A leveraged buyout is a strategy involving the acquisition of another company using a significant amount of borrowed money (bonds or loans) to meet the cost of acquisition. Often, the assets of the company being acquired, in addition to the assets of the acquiring company, are used as collateral for the loans. The purpose of leveraged buyouts is to allow companies to make large acquisitions without having to commit a lot of capital. In an LBO, there is most often a ratio of 70% debt to 30% equity, although debt can reach as high as 90% to 95% of the target company's total capitalization. The equity component of the purchase price is typically provided by a pool of private equity capital.
Typically, the loan capital is borrowed through a combination of prepayable bank facilities and/or public or privately placed bonds, which may be classified as high-yield debt, also called junk bonds. Often, the debt will appear on the acquired company's balance sheet and the acquired company's free cash flow will be used to repay the debt.
Credit Crunch
A "credit crunch" is a recessionary period in a debt-based monetary system where growth in debt money (or "credit") has slowed and subsequently causes a drying up of liquidity in an economy.It is often caused by lax and inappropriate lending, which results in losses for lending institutions and investors in debt when the loans turn sour and the full extent of bad debts becomes known. These institutions may then reduce the availability and ease of obtaining credit, and increase the cost of accessing credit by raising interest rates for fear of further losses. In some cases lenders may be unable to lend further, even if they wish, as a result of earlier losses restraining their ability to lend.

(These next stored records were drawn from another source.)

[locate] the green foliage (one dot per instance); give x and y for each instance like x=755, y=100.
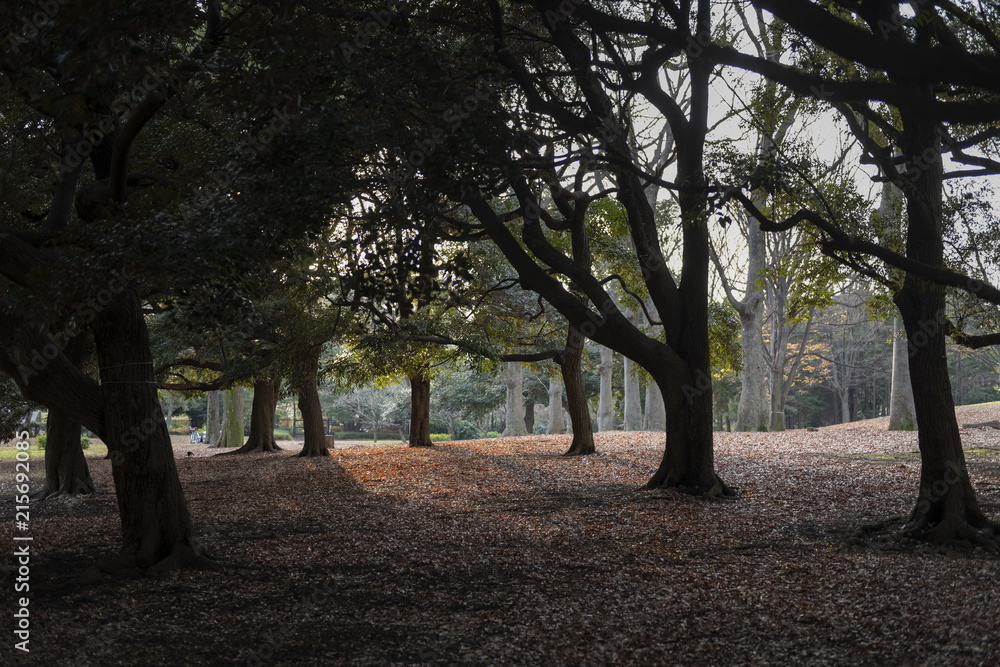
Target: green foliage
x=724, y=337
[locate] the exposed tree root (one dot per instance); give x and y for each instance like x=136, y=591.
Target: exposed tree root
x=184, y=556
x=581, y=449
x=305, y=453
x=717, y=490
x=76, y=487
x=954, y=531
x=253, y=448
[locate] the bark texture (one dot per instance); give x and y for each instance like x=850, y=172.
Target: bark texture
x=606, y=402
x=313, y=425
x=633, y=398
x=420, y=410
x=265, y=403
x=947, y=509
x=66, y=470
x=557, y=423
x=513, y=378
x=576, y=395
x=156, y=526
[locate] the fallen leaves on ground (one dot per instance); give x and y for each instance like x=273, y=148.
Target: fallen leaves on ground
x=503, y=552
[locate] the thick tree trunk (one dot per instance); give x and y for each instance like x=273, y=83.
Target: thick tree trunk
x=213, y=421
x=313, y=426
x=265, y=403
x=947, y=508
x=557, y=423
x=66, y=470
x=232, y=421
x=576, y=396
x=689, y=458
x=606, y=402
x=156, y=526
x=420, y=410
x=513, y=378
x=902, y=414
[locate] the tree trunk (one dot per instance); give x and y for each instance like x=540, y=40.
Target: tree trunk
x=66, y=470
x=529, y=417
x=753, y=412
x=312, y=421
x=232, y=421
x=557, y=423
x=265, y=403
x=655, y=418
x=606, y=403
x=576, y=396
x=213, y=420
x=633, y=398
x=156, y=526
x=420, y=410
x=946, y=509
x=514, y=416
x=688, y=457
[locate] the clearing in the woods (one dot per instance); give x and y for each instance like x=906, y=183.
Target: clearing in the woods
x=503, y=552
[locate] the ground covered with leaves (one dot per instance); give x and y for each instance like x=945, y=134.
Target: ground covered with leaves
x=503, y=552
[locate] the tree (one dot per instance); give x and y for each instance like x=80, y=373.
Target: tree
x=514, y=411
x=265, y=403
x=903, y=108
x=680, y=366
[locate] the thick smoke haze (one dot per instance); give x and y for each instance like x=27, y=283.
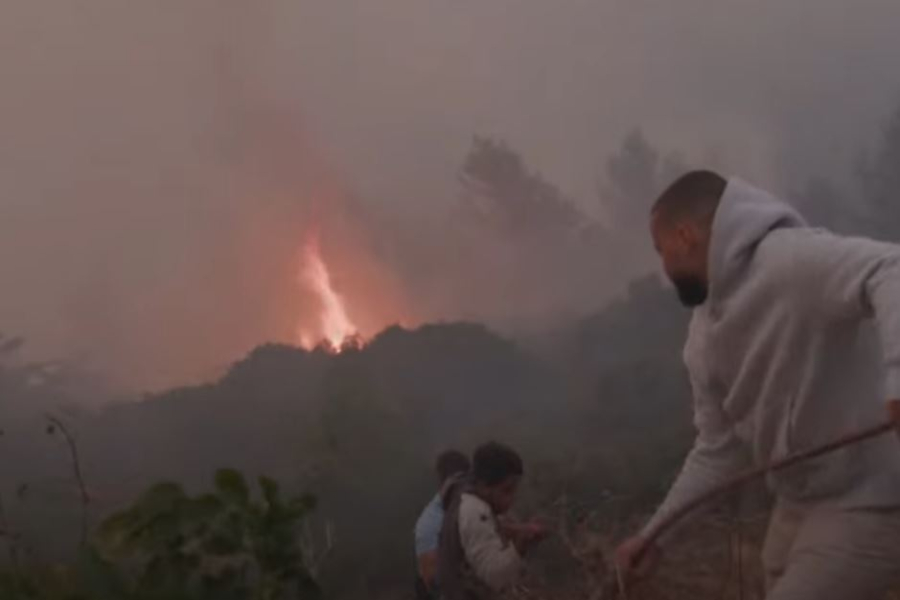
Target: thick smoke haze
x=162, y=161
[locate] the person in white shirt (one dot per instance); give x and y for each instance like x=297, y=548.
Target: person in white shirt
x=478, y=557
x=449, y=465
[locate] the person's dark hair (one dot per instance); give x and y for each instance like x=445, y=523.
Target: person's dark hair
x=450, y=463
x=493, y=463
x=694, y=195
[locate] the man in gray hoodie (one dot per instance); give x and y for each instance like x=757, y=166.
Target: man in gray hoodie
x=783, y=354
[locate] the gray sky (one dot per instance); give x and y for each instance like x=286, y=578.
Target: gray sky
x=161, y=160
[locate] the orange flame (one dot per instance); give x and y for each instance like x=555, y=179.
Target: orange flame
x=336, y=328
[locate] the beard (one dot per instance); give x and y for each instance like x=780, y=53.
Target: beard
x=692, y=291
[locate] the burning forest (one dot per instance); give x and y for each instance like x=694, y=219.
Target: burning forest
x=301, y=298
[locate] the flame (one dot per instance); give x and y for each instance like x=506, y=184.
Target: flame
x=336, y=328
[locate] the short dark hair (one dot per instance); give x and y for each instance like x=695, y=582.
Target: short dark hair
x=694, y=195
x=494, y=463
x=450, y=463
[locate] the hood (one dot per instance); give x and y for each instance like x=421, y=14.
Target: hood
x=745, y=216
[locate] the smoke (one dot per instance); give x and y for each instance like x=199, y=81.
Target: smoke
x=162, y=161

A credit crunch is generally caused by an irreversible reduction in the market prices of previously "overinflated" assets and refers to the financial crisis that results from the denouement of this price collapse. In contrast, a liquidity crisis is triggered when an otherwise sound business finds itself temporarily incapable of accessing the bridging finance it needs to expand its business or smooth its cash flow payments. In this case, accessing additional credit lines and "trading through" the crisis can allow the business to navigate its way through the problem and ensure its continued solvency and viability. It is often difficult to know, in the midst of a crisis, whether distressed businesses are experiencing a prolonged and intractable credit crunch caused by mistaken valuations and lending practices, or whether these businesses are experiencing a temporary liquidity crisis which can be traded through and survived.